Spline

Instead of averaging values, like IDW does, the Spline interpolation method fits a flexible surface, as if it were stretching a rubber sheet across all the known point values.

The Spline method of interpolation estimates unknown values by bending a surface through known values.

This stretching effect is useful if you want estimated values that are below the minimum or above the maximum values found in the sample data. This makes the Spline interpolation method good for estimating lows and highs where they are not included in the sample data.

A surface created with Spline interpolation passes through each sample point and may exceed the value range of the sample point set.

However, when the sample points are close together and have extreme differences in value, Spline interpolation doesn't work as well. This is because Spline uses slope calculations (change over distance) to figure out the shape of the flexible rubber sheet.

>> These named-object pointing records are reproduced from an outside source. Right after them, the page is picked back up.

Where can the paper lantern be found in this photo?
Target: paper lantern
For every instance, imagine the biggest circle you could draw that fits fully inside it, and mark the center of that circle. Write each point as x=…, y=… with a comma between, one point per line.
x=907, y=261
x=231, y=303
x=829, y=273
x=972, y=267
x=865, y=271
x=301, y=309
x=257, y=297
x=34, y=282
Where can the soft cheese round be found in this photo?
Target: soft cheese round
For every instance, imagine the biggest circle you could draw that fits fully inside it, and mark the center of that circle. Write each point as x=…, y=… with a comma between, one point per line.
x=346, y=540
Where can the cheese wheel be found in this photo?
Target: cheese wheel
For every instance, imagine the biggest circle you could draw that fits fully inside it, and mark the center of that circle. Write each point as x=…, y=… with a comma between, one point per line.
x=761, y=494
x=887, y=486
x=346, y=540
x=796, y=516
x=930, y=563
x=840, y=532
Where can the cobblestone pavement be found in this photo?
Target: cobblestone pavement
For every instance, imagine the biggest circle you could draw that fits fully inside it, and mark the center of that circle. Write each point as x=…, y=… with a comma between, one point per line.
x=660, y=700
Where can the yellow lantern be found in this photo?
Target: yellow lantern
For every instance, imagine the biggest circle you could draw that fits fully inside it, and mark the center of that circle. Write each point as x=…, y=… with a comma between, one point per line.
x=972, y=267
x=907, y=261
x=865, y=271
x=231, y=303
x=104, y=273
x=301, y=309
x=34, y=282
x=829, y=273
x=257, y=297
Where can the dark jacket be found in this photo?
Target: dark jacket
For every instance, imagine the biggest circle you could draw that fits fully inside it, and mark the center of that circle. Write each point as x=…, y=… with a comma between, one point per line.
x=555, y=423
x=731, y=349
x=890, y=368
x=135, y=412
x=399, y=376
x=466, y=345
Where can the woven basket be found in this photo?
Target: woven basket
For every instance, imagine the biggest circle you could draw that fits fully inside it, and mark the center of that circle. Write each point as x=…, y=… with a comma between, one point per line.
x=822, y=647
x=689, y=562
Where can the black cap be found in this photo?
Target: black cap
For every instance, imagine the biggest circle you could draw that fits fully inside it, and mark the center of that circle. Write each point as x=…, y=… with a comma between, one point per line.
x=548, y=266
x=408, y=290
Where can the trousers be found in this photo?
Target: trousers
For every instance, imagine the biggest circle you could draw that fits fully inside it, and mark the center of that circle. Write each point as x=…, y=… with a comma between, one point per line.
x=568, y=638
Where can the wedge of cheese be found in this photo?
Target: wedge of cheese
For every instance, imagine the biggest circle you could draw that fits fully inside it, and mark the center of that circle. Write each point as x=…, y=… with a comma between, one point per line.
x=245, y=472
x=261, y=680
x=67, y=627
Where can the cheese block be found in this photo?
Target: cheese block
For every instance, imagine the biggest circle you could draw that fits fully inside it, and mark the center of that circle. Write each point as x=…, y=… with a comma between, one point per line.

Phenomena that cause surface values to change suddenly, such as a cliff face or a fault line, are not represented well by a smooth-curving surface. In such cases, you might prefer to use IDW interpolation, where barriers can be used to deal with these types of abrupt changes in local values.

There are two types of Spline: Regularized and Tension. A Tension Spline is flatter than a Regularized Spline of the same sample points, forcing the estimates to stay closer to the sample data. You might say that the Tension Spline method produces a surface more rigid in character, while the Regularized Spline method creates one that's more elastic.